Espaço fundado há 68 anos no Andaraí é símbolo de resistência étnica

A tertúlia começou em maio de 2005, ao redor de feijoadas no fogão de lenha para troca de ideias com os amigos, seguidas de rodas de samba. Detalhe: os encontros, no Renascença Clube, aconteciam a partir das duas da tarde das segundas-feiras. Por isso, o anfitrião, Moacyr Luz, batizou-os de Samba do Trabalhador. Era um afago aos músicos que laboravam até nos sábados e domingos, folgando no primeiro dia útil da semana. “O clube nos acolheu de braços abertos”, recorda o grande Moa.

A simbiose desenvolvida ao longo desses quase 15 anos foi tal que não é possível falar de roda de samba no Rio sem remeter ao Renascença e vice-versa. Mas a história e as demais atividades desse centro de resistência cultural não são tão disseminadas. Sob um ornamento heráldico em forma de um lírio estilizado, o Rena, como é carinhosamente chamado, surgiu em 1951. Um grupo de 29 negros de classe média alta, discriminados em clubes tradicionalmente frequentados por famílias brancas, decidiu criar uma agremiação onde pudessem conviver livres de preconceitos.

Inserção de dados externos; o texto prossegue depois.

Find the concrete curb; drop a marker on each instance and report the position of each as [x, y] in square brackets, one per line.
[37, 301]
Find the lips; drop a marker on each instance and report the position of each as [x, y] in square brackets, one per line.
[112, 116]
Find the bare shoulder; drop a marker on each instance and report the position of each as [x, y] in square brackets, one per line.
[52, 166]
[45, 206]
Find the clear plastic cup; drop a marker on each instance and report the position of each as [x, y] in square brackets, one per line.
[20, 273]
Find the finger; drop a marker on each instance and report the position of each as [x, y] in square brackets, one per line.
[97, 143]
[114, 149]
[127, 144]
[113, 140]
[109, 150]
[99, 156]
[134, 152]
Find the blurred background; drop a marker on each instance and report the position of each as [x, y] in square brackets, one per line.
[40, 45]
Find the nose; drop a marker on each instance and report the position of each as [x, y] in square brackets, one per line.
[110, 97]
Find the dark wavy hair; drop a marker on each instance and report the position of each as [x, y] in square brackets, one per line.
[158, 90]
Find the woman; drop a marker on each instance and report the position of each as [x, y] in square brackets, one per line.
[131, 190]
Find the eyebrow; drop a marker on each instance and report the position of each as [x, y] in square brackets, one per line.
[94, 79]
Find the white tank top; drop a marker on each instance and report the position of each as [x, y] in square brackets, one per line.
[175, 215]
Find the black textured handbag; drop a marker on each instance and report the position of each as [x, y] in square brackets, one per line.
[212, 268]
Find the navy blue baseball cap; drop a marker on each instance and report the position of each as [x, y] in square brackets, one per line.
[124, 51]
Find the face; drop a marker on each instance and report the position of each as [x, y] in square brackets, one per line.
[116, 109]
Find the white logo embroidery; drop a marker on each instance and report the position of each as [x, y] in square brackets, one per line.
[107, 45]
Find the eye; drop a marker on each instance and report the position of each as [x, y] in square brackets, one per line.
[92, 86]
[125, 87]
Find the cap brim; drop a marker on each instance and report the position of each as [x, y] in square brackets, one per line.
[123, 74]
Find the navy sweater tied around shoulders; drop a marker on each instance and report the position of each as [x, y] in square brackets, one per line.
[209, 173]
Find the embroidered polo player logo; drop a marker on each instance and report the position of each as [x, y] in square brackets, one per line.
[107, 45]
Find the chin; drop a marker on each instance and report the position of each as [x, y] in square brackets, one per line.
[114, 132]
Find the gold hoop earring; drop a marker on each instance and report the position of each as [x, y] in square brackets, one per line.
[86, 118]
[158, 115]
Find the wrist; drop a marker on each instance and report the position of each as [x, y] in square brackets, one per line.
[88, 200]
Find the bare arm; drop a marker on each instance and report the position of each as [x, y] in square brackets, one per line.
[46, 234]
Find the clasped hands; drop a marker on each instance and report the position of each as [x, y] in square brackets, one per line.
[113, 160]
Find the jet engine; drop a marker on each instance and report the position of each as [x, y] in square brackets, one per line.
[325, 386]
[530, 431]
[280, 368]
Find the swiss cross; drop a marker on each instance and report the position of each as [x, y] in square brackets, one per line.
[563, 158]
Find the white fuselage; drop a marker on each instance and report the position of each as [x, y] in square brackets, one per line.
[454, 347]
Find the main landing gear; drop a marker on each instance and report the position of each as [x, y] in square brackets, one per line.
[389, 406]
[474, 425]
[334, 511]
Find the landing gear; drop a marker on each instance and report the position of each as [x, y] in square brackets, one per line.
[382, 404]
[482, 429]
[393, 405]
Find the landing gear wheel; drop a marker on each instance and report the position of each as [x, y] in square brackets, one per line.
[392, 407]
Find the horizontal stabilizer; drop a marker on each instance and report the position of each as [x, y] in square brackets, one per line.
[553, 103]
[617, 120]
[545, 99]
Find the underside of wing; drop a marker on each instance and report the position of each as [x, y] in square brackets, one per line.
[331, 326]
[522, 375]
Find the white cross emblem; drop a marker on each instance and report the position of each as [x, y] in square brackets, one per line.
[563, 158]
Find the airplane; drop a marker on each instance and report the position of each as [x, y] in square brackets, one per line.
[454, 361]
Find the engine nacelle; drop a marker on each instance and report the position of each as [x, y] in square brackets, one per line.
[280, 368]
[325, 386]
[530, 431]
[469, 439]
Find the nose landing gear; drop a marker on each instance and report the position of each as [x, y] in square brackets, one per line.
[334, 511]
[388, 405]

A primeira sede, uma casa antiga com um grande quintal no Méier, impactaria o panorama das relações sociorraciais na cidade. Surgia, assim, uma organização atuante na defesa dos movimentos comprometidos com a igualdade educacional, política, social e econômica dos cidadãos negros no Brasil. Sete anos após a fundação, o clube transferiu-se para o bairro do Andaraí, onde funciona até hoje. Desde então, mantém-se como trincheira das manifestações culturais afro-brasileiras e do samba de raiz – conforme explicita a roda do Trabalhador.

Além dos shows, o Renascença mantém o Núcleo de Teatro, composto por associados e jovens da comunidade do entorno, com a montagem de espetáculos como a icônica “Orfeu negro”. Já o projeto RenaCine exibe, gratuitamente, na primeira sexta-feira do mês, filmes centrados nas questões raciais. Durante as sessões, é servido o já tradicional caldinho de ervilha. No final, acontece um debate entre especialistas no tema, jornalistas e o público.

Outra iniciativa, lançada em 2016, é a Festa Literária do Samba e Resistência Cultural (FliSamba), objetivando valorizar a produção de escritores, compositores e editoras de obras que destaquem a cultura negra e o samba carioca. O evento, em formato de feira, homenageia anualmente personagens importantes, a exemplo de Nei Lopes, Dona Ivone Lara e Monarco. E conta com estandes para lançamentos de livros, como “Na minha pele”, do ator Lázaro Ramos. Um festival gastronômico de ensopados, rodas de samba e a exposição de produtos de afro-empreendedores coroam a programação.

O Rena organiza, ainda, palestras e mostras de fotos em torno de personalidades negras, além de promover o intercâmbio literário com Angola e Moçambique. “Esse movimento todo iluminou a Zona Norte. Chegou a hora dessa gente não bronzeada mostrar seu valor”, brinca Moa.